Third, all sanctions regimes, but particularly those in the US, should include far broader standing exemptions than have historically been the case. On 24 September, the US Treasury issued two General Licenses (GL 14 and 15) that permit the delivery of essential goods and humanitarian aid, including food, medicines, and COVID-19-related assistance. Lessons from other far-reaching sanctions regimes elsewhere in the world have shown that the current US humanitarian licensing system is not fit for purpose, however, and leaves vast swathes of the world’s population “unbanked”. A positive example can be drawn from the standing exemption included the current UN Somalia sanctions regime, last renewed in UNSC Resolution 2551 (2020) op. para.22, which seeks to allow for unhindered humanitarian assistance to the country.
Fourth, sanctioning powers should proactively ensure that trade in essential goods and humanitarian access can continue unhindered to Afghanistan (security challenges notwithstanding). If most of the new Afghan government remains listed in its entirety by the US, this will seriously complicate such activities. Furthermore, the current US General Licenses do not include certain important areas, such as education. Proactivity and clarity of guidance will remain key.

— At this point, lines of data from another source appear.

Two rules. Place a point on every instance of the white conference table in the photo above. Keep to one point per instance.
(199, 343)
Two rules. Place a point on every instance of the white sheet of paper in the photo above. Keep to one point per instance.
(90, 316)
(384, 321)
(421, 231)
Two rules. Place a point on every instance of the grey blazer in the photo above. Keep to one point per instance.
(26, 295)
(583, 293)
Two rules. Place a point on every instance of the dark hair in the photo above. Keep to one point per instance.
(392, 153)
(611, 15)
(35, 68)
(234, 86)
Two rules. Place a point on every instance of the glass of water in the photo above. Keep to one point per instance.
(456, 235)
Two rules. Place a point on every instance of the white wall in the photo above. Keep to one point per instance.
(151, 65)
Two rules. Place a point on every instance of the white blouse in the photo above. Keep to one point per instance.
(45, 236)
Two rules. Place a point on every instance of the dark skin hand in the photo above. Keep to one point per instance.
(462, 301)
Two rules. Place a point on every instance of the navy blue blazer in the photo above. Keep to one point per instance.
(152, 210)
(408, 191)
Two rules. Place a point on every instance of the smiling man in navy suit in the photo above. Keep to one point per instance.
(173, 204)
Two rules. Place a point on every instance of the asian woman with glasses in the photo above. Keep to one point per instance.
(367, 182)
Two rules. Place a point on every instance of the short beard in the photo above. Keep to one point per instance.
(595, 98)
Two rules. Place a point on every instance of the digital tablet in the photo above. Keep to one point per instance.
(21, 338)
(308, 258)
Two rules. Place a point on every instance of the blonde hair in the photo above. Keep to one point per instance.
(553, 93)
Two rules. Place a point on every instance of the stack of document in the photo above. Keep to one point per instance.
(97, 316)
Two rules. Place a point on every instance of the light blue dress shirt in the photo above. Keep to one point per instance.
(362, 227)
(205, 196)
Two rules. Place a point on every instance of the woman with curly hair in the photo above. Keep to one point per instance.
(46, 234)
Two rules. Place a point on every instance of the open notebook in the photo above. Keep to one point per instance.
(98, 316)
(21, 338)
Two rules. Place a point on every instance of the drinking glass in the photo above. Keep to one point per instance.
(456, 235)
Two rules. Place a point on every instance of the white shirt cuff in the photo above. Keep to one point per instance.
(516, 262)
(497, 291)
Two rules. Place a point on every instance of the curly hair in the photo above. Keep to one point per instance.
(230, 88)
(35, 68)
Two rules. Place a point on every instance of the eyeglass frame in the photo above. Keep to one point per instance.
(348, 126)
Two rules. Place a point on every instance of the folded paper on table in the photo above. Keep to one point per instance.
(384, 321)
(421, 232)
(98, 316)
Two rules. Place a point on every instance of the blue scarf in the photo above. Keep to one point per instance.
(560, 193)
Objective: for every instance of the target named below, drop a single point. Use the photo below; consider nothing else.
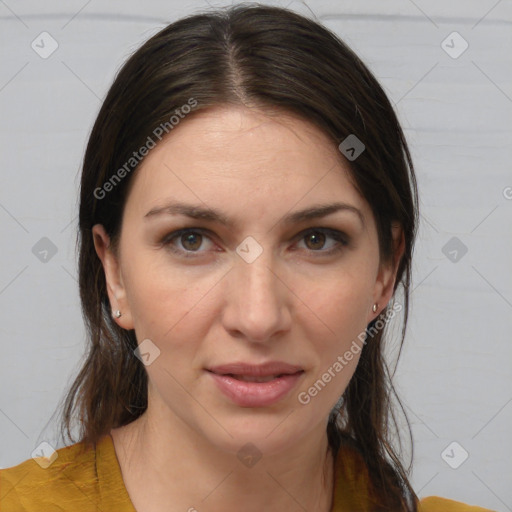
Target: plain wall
(454, 375)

Fifth, the design of any new sanctions should include close input from public health and humanitarian professionals (something that is not currently the case across most, if any, international sanctions regimes). A common humanitarian monitoring mechanism should also be established to work across UN, regional, and unilateral sanctions regimes in the Afghan context.
Finally, countries hosting sizeable Afghan migrant populations should facilitate and safeguard their ability to send money home to family and friends in spite of sanctions, counterterrorism measures, and de-risking. Not least as remittances can act as vital lifelines to vulnerable populations, including in conflict zones—working in a countercyclical manner at times of severe economic stress. Lessons from other financially excluded countries working to meet UN Sustainable Development Goals will be important here.
Averting further (avoidable) suffering of the Afghan people should be a key priority when planning all future sanctions and counterterrorism regulations on Afghanistan and when revising existing measures. The past few decades have taught us that economic collapse and associated civilian pain do not equate to political gain. Indeed, such a strategy could help avoid the country becoming a failed state and terrorist safe haven again as well as averting a looming humanitarian catastrophe.
[i] Zuzana Hudáková, Thomas Biersteker, and Erica Moret (2021) “Sanctions relaxation and conflict resolution: Lessons from past sanctions regimes,” Carter Center (forthcoming, October).
Erica Moret is Senior Researcher at the Global Governance Centre and the Geneva Centre of Humanitarian Studies at the Graduate Institute for International and Development Studies (IHEID) and also serves as coordinator for the Geneva International Sanctions Network and independent advisor to the UN and EU.